Page récapitulative de la série Gotham.
Après une première saison en demi-teinte mais qui s’améliorait sur la fin, que vaut cette première partie de la saison 2 (soit 11 épisodes), intitulée Rise of the Villains (« La montée des méchants ») ? Globalement c’est nettement mieux, clairement ! Toujours de petits défauts inhérents au genre mais tout est déjà (largement) plus appréciable qu’auparavant. Explications
Quelle est la situation en début de saison deux ? Le show s’ouvre sur la suite de la scène finale de la précédente, à savoir la découverte d’une pièce souterraine sous le bureau de Thomas Wayne (prémices de la Batcave ?). Celle-ci fera l’objet d’investigation de la part de Bruce et d’Alfred, avec la complicité de Lucius Fox, brièvement introduit en fin de saison 1. Côté GCPD, Gordon et Bullock (qui a raccroché un bref temps) continuent leur combat. Le plus intéressant se situe du côté de Jim Gordon, qui a du « faire quelque chose de mal », donc mettre sa moralité de côté, pour réintégrer pleinement le service de police. Cet aspect est parfois relaté dans les comics et enlève la patte un peu manichéenne qui guide le futur commissaire. C’est une évolution importante à suivre de très près. L’arrivée d’un nouveau chef de police intègre, Nathaniel Barnes (impeccable roc Michael Chiklis), relance efficacement l’histoire de ces fameux protecteurs de Gotham. La petite équipe de jeunes recrues (toujours au GCPD) est, en revanche, assez anecdotique : pas le temps de s’attacher à eux et certains meurent rapidement.

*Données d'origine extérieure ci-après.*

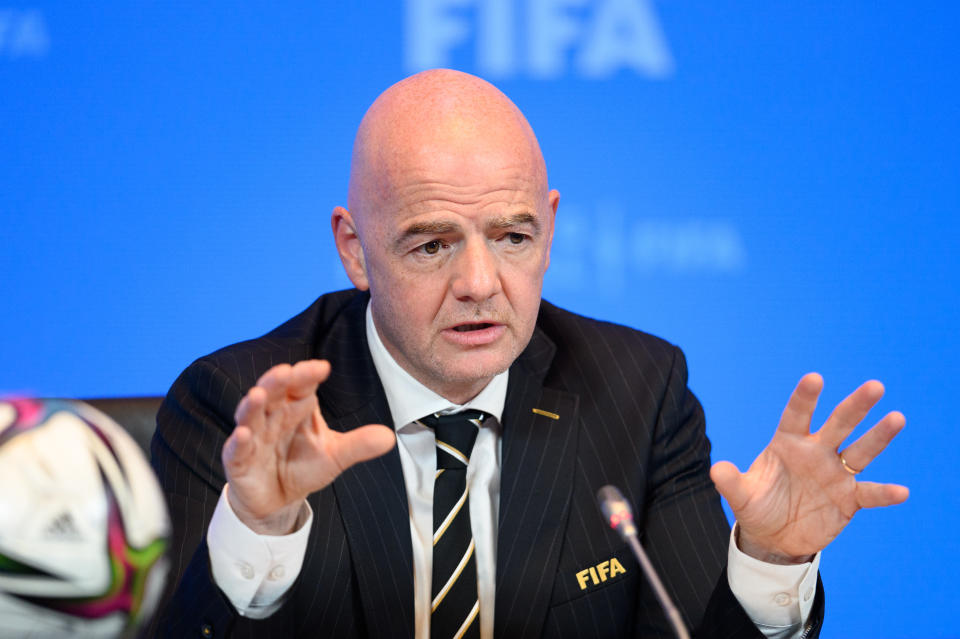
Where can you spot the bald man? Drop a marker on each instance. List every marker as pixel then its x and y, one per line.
pixel 300 467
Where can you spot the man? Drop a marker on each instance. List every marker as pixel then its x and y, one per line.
pixel 447 237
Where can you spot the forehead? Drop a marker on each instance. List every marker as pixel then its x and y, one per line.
pixel 460 183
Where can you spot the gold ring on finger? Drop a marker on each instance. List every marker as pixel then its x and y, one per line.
pixel 846 466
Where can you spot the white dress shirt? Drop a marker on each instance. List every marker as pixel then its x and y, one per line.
pixel 255 571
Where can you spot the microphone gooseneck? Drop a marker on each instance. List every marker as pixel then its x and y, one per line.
pixel 616 510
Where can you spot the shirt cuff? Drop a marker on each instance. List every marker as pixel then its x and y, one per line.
pixel 255 571
pixel 777 598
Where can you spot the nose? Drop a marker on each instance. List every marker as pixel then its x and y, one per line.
pixel 477 273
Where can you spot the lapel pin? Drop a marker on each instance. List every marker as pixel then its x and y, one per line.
pixel 546 413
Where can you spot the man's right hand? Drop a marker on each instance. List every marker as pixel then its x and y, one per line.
pixel 282 450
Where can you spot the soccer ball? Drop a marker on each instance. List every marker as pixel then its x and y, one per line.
pixel 83 524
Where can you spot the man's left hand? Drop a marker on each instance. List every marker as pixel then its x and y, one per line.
pixel 797 495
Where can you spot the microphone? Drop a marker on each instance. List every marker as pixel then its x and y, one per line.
pixel 618 514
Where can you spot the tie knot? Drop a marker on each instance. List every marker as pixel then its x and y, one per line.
pixel 455 435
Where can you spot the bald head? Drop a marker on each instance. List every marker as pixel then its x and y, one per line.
pixel 449 225
pixel 438 118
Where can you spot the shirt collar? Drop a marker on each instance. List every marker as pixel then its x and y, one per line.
pixel 410 400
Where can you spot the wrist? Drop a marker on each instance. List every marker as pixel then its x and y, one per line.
pixel 763 552
pixel 280 522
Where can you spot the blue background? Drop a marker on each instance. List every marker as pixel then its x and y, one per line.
pixel 772 186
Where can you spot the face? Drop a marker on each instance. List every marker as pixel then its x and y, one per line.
pixel 454 260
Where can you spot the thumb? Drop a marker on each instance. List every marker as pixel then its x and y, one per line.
pixel 362 444
pixel 729 483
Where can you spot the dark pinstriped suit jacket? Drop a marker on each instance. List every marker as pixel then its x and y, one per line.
pixel 626 418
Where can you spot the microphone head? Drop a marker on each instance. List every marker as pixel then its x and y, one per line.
pixel 616 510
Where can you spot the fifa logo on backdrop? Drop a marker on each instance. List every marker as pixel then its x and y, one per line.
pixel 603 248
pixel 23 34
pixel 537 38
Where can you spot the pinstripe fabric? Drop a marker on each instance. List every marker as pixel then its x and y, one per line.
pixel 626 417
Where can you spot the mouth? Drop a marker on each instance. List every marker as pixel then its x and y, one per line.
pixel 466 328
pixel 475 334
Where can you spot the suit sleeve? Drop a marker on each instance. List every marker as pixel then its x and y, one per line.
pixel 193 422
pixel 685 530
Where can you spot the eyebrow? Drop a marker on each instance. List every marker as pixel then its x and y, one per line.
pixel 518 219
pixel 442 227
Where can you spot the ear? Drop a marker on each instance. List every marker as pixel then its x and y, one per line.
pixel 553 199
pixel 348 246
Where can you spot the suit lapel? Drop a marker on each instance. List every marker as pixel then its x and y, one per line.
pixel 536 482
pixel 371 496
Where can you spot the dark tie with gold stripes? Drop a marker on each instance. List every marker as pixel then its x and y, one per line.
pixel 455 609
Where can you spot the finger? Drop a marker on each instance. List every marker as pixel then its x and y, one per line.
pixel 873 495
pixel 730 484
pixel 275 382
pixel 860 453
pixel 251 411
pixel 799 410
pixel 361 444
pixel 849 413
pixel 237 450
pixel 306 376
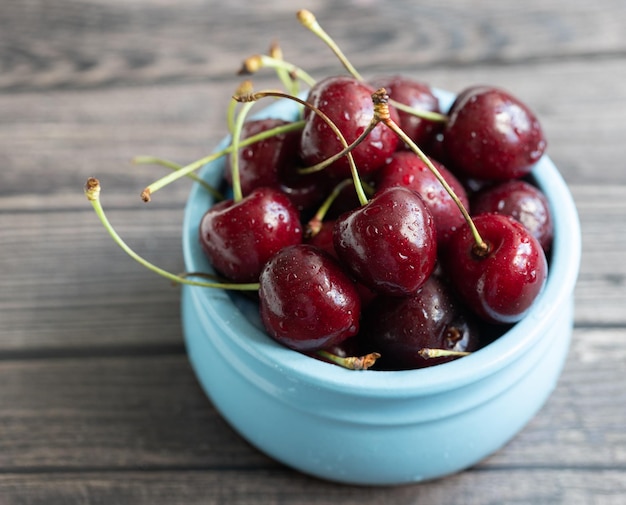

Chez les « méchants », le Pingouin assouvit son règne avec la complicité de Victor Zsasz (qui était une des réussites de la saison 1). Pour rappel : Falcone s’est rangé, Maroni est mort, tuée par Mooney Fish et cette dernière disparue pour l’instant (Copplebot l’avait poussée d’une tour et Fish avait atterrie, blessée, dans l’eau) — nul doute qu’elle reviendra (et c’est dommage, le show gagne en qualité sans elle). Edward Nygma poursuit sa métamorphose en futur Sphinx lentement mais sûrement. L’homme, qui travaille pour le GCPD et est collègue de Gordon, est quasiment schizophrène (ou plutôt a un trouble de la personnalité multiple). Une approche assez étonnante (car éloignée des comics et plutôt orientée pour Double-Face normalement) mais qui fonctionne bien.
La nouveauté se situe dans deux nouveaux personnages inédits : Théo Galavan (très réussi) et sa sœur Tabitha (nettement moins). Tous deux libèrent six prisonniers d’Arkham et ont un plan pour faire régner la terreur dans Gotham avec un autre but caché. Parmi les criminels qui les rejoignent, le fameux Jérôme, aperçu le temps d’un épisode en première saison, qui est clairement un Joker en devenir. C’est l’électron libre qui insuffle une certaine originalité et fascine par sa folie (et ne fait pas semblant d’être « méchant »). Barbara Kean fait aussi partie de cette étrange équipe ! Une grosse surprise puisque l’ex-compagne de Gordon est soudainement devenue une folle meurtrière (à priori elle a tué ses parents mais on n’a jamais su si c’était vraiment elle) et s’en réjouit. C’est clairement le personnage le moins réussi pour l’instant et en terme de cohérence et plausibilité on repassera (pour elle et quelques autres scènes de la série parfois peu crédibles — un aspect à mettre volontairement de côté pour ne pas s’attarder sur les défauts de Gotham, cf. paragraphe plus loin).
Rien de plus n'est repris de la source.